An electric seat rail transport apparatus according to an embodiment of the present invention comprises: a lead screw disposed along the longitudinal direction of a fixed rail; a mounting bracket whose both ends are mounted on a movable rail and whose middle portion is penetrated by the lead screw to move along the lead screw; and a spindle nut into which the lead screw screws, whose one end is rotatably supported by the mounting bracket, whose the other end penetrates the middle portion of the mounting bracket to extend in the longitudinal direction of the lead screw, and wherein the inner radius of the other end thereof can be elastically contracted to tightly connect the inner circumferential surface of the other end thereof and the outer circumferential surface of the lead screw.

Description

BACKGROUND OF THE INVENTION 1. Field of the Invention [0001] The present invention relates to an electric seat rail transfer device,

The present invention relates to an electric seat rail transfer device, and more particularly, to a motor-driven seat rail transfer device, more particularly, to a motor-driven seat rail transfer device which comprises a nut member that is threadedly engaged with a lead screw and is elastically brought into close contact with an outer peripheral surface of a lead screw, The present invention relates to an electric seat rail feeding device for reducing noise and vibration caused by backlash.

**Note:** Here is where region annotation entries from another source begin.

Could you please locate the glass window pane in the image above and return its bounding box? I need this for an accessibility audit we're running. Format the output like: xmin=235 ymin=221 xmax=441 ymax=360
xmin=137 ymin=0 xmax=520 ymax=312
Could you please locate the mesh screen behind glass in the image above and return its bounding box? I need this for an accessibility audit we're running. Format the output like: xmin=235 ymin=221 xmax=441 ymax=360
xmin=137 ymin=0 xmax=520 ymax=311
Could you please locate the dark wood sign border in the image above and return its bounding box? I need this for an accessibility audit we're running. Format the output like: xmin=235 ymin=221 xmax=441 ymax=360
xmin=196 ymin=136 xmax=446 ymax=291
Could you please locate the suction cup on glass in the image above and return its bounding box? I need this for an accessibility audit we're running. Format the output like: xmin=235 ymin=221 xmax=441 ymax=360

Generally, a seat of a vehicle is mounted so as to be slidable forward and backward of the vehicle body, and a seat rail is used to perform this function.

The seat rail includes a fixed rail coupled to a floor panel of a vehicle cabin, and a movable rail coupled to the seat cushion frame to move along the longitudinal direction of the fixed rail.

Here, as a method for transferring the moving rails in the front-rear direction of the vehicle body, there is a manual type which is operated by the operation of the trowel bar and an electric type which receives the power from the electric motor by a simple operation of a button.

Meanwhile, a lead screw provided along the longitudinal direction of the seat rail is used as an indispensable component in the electrically-driven components. In the related art, the lead screw is directly rotated by receiving the power of the motor, have.

However, in the conventional general configuration in which the lead screw is directly rotated in the axial direction as described above, there is a problem in that a serious noise is generated due to the vibration and vibration of the lead screw and the ride feeling is deteriorated.

FIG. 1 illustrates another conventional electric structure for solving the above-mentioned problem. In FIG. 1, a mounting bracket 2 is mounted on a movable rail, a worm gear device 3 is mounted on the mounting bracket 2, A worm wheel gear constituting the worm gear device 3 is rotatably provided along the lead screw 1 and a motor (not shown) is connected to the worm gear device 3 so that the lead screw 1 Is not rotated and the mounting bracket 2 engaged with the movable rail is moved along the lead screw 1 to transfer the movable rail.

However, in the above conventional technology, backlash is generated between the female screw portion formed on the inner circumferential surface of the worm wheel gear and the male screw portion formed on the outer circumferential surface of the lead screw so as to smoothly rotate the screw, Noise and vibration were generated.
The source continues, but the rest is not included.